On a Saturday evening, nearly a year after making Silver Spring their new home, Baktash has finished his DoorDash deliveries for the day and heads upstairs to his family’s apartment. Mehran—who had been practicing his hip-hop moves while watching a music video on the television—runs to the door to greet him.
Marwa, the couple’s 7-year-old daughter, sits on the sofa nearby, trying one last time to get her broken Chromebook to turn on. Of all the things she had to leave behind in Afghanistan, Marwa says she misses “Stuffy” the most—the stuffed yellow bunny rabbit she got when she was a baby.
Now a first grader at Rosemary Hills Elementary School, Marwa says a few other Afghan refugee kids attend the school, but she rarely speaks with them. They generally want to use the languages they spoke in Afghanistan, she says, and she wants to speak English. She’s mostly mastered it in the short time she’s lived here. “Kindergarten was a little bit hard,” she says, “but now it’s good.”

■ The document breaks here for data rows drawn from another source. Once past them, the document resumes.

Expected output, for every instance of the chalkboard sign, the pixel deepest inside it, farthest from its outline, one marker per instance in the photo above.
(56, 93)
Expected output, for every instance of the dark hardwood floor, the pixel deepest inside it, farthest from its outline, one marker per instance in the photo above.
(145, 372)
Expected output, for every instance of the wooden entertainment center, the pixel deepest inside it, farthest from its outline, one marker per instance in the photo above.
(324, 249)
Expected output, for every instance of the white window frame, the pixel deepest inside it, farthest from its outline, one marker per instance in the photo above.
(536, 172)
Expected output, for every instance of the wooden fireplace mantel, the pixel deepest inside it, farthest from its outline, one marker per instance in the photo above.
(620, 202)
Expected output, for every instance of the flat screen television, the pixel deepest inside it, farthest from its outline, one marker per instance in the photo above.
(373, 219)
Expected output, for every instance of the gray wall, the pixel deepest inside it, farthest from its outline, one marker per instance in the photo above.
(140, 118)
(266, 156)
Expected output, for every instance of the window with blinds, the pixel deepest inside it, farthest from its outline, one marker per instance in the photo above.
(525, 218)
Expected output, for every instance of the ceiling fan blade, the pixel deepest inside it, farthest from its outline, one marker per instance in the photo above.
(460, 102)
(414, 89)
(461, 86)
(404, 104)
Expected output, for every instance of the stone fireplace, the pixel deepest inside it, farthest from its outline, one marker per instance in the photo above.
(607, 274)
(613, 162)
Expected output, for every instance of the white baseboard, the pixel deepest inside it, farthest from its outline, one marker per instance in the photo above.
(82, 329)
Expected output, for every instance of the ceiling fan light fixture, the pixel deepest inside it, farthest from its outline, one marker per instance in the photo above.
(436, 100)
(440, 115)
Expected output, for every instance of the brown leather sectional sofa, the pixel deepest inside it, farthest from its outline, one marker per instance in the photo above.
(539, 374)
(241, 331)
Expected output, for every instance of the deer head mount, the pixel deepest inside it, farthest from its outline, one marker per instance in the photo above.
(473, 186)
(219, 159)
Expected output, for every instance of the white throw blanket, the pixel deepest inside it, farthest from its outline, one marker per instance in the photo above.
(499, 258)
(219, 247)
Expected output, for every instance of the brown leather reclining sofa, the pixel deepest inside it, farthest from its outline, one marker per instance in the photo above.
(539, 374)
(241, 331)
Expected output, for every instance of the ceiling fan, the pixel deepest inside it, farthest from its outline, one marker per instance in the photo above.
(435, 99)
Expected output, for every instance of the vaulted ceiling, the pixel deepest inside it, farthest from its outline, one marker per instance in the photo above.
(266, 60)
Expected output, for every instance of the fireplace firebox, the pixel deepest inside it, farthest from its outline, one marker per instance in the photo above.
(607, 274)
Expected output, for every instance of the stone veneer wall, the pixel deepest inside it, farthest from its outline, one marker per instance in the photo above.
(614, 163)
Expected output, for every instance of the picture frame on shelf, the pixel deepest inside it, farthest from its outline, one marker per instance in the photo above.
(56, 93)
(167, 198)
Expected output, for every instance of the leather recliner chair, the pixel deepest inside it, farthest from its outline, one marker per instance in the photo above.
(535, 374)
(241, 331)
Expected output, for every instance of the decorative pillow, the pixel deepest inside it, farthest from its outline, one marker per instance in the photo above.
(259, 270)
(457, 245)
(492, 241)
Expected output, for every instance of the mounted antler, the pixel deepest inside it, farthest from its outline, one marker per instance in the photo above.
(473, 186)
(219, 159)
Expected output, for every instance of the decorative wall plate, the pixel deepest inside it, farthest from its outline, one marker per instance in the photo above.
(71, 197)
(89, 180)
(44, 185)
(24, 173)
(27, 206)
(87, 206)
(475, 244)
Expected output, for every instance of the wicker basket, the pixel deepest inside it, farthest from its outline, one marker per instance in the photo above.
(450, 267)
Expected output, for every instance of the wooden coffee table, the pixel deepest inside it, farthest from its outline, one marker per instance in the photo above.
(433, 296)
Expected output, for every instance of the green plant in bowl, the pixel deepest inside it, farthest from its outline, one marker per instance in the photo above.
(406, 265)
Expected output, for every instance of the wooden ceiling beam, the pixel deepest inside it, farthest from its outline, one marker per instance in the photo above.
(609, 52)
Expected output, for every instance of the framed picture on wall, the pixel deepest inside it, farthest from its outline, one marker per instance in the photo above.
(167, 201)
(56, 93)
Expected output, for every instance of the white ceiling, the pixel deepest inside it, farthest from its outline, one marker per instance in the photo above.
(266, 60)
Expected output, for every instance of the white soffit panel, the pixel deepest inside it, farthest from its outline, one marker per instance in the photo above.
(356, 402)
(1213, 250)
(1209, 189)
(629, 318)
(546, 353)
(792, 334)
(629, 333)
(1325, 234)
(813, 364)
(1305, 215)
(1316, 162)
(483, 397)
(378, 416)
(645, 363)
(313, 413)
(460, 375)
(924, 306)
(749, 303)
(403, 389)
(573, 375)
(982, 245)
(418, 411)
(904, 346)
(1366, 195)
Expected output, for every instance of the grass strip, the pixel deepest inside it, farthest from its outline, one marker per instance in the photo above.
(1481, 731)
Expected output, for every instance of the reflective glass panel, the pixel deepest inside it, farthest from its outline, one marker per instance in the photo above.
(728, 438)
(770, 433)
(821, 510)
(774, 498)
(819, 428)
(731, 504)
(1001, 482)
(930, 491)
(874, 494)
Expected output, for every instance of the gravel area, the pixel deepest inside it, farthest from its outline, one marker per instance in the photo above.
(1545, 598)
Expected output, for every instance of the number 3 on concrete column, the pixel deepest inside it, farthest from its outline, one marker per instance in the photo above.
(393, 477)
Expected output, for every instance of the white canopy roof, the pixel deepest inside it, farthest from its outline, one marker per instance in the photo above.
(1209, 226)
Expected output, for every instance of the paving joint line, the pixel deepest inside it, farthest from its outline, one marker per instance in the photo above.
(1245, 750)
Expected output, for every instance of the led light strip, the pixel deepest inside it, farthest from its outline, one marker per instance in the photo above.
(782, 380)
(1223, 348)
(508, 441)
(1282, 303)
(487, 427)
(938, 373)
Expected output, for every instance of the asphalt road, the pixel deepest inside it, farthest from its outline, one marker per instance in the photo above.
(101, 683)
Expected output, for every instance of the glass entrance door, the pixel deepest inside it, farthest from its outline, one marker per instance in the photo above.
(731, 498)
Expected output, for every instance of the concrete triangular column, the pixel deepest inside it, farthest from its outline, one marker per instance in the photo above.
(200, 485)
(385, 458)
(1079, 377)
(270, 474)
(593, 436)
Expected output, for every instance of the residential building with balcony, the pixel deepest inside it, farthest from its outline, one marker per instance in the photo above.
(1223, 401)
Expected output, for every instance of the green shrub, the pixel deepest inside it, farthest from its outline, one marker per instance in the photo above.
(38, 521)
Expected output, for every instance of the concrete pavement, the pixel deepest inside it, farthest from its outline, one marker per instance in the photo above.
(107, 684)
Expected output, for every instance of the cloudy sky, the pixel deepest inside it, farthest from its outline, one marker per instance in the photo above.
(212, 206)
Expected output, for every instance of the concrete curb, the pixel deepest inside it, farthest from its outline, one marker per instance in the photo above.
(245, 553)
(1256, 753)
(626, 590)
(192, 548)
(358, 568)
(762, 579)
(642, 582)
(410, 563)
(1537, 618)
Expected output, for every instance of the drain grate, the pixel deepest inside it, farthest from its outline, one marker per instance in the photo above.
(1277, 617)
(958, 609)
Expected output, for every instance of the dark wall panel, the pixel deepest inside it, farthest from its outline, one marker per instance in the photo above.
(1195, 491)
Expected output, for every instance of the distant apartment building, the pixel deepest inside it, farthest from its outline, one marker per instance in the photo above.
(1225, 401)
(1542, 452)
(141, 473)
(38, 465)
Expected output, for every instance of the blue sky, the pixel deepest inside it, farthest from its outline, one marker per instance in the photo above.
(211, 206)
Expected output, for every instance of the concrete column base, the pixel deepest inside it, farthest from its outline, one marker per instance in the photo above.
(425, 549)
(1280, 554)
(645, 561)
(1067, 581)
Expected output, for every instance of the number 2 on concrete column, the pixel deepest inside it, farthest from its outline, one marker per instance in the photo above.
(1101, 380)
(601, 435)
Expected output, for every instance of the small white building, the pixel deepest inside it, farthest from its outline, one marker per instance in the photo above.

Baktash takes a seat next to his daughter. Maryam is in the kitchen fixing tea for him and starting the family’s dinner. “We [moved] from a poor at-war country to a good country,” Baktash says. “A new home, a new culture, a new country, a new flag, a new people…and we [are] happy.”
Journalist Amy Halpern has worked in print and television news and as the associate producer on an Emmy Award–winning documentary. She lives in Potomac.
This story appears in the May/June issue of Bethesda Magazine.